Netflix offers many children's programs in other languages, from Spanish to Mandarin. Older kids with personal electronic devices can opt to get updates from news sources in the language of choice. These brief pop-ups can act as mini-lessons and expand vocabulary, not to mention give you an insight into the headlines of international news.

Music, reading, and play

Play-based language learning is instrumental to success. Today access to these types of materials is actually quite easy. Foreign language songs on YouTube can be fun to learn and easy to teach. eBay is often useful for used children's books or, better yet, a nearby used bookstore or library may even have a foreign language kids' section. Creating flashcards of items around the house (refrigerator, chair, window) is another cheap, interactive game.

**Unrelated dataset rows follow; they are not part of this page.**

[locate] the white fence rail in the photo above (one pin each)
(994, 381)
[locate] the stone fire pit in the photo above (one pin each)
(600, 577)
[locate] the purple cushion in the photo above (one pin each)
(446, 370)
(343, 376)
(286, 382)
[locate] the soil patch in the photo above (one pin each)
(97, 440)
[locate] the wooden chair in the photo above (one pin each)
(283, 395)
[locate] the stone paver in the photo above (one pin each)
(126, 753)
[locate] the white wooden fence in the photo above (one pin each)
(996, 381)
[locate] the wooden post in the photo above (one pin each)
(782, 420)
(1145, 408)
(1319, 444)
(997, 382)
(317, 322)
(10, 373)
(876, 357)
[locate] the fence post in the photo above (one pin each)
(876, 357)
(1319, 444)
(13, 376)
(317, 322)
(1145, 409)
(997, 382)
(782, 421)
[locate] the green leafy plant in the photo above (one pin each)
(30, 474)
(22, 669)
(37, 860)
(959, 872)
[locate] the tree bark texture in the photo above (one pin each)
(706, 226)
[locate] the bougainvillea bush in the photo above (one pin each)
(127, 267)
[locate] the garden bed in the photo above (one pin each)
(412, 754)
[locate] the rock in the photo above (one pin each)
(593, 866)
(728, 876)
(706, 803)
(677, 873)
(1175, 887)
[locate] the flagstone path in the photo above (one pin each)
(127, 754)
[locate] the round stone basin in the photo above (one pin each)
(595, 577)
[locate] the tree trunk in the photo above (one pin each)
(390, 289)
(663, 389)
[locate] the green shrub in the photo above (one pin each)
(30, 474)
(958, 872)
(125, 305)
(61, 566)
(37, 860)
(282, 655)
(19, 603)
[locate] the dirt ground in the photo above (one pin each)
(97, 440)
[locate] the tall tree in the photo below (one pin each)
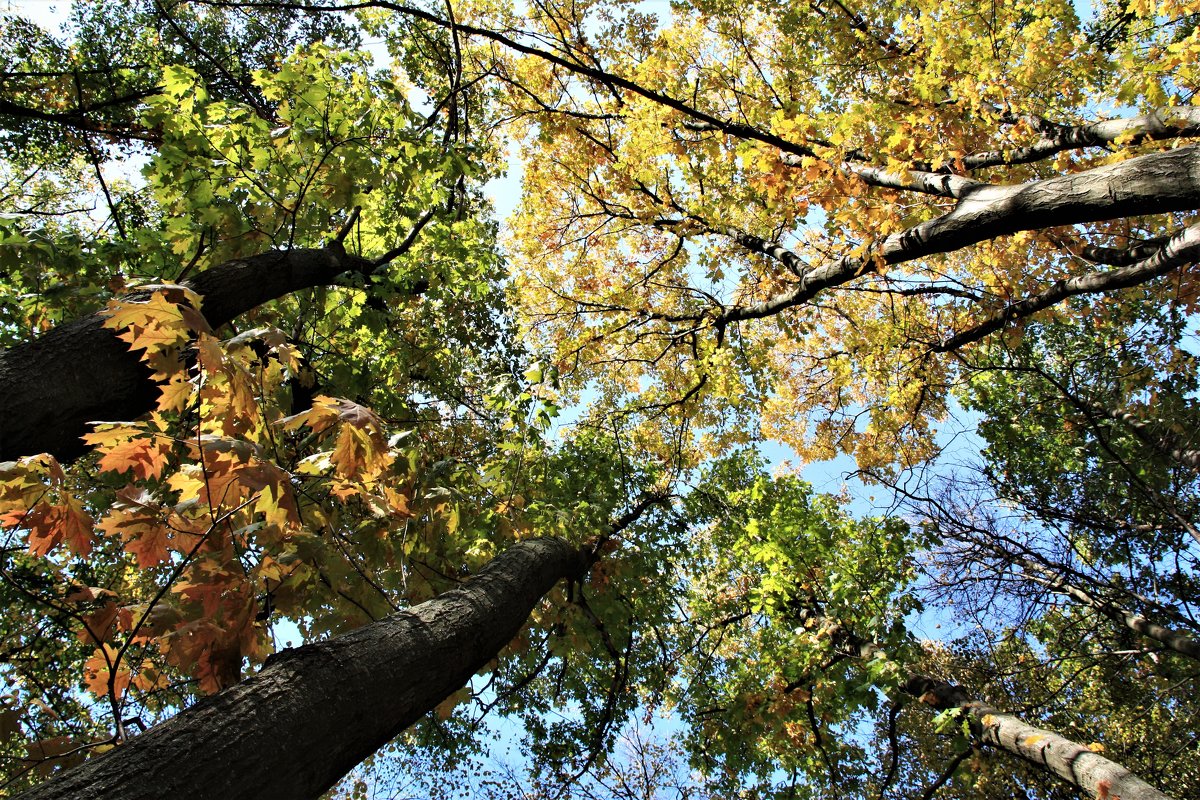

Connect with other language learners

Another great internet source is meet-up groups. Not only is it a chance to practice new language in conversation, but it's an opportunity to meet new friends with the same learning interests. Some meet-up groups may have native speakers who long to converse in their native language, others may be play-based groups for kids. If you don't find one that meets your needs, create it yourself.

Immerse yourself with native speakers

Although more of a commitment, a cost-effective way to gain exposure to a native speaker is to volunteer to host an international student. While some programs don't pay, some offer a moderate stipend to supplement costs. Aliore, a French non-profit, offers exchanges both ways. For the cost of room and board, a French native will offer 15 hours of French lessons a week. This same opportunity is available for English speakers in France. Another option is to volunteer aboard. Dubbed "voluntourism," this is a budget-friendly and meaningful way to experience another culture and learn language.

Whether you are hoping to give your kids a basic vocabulary or all learn a language together, there are a multitude of low-cost and free resources available. All it takes is some creative thinking and dedication. Bonne chance, mes amis!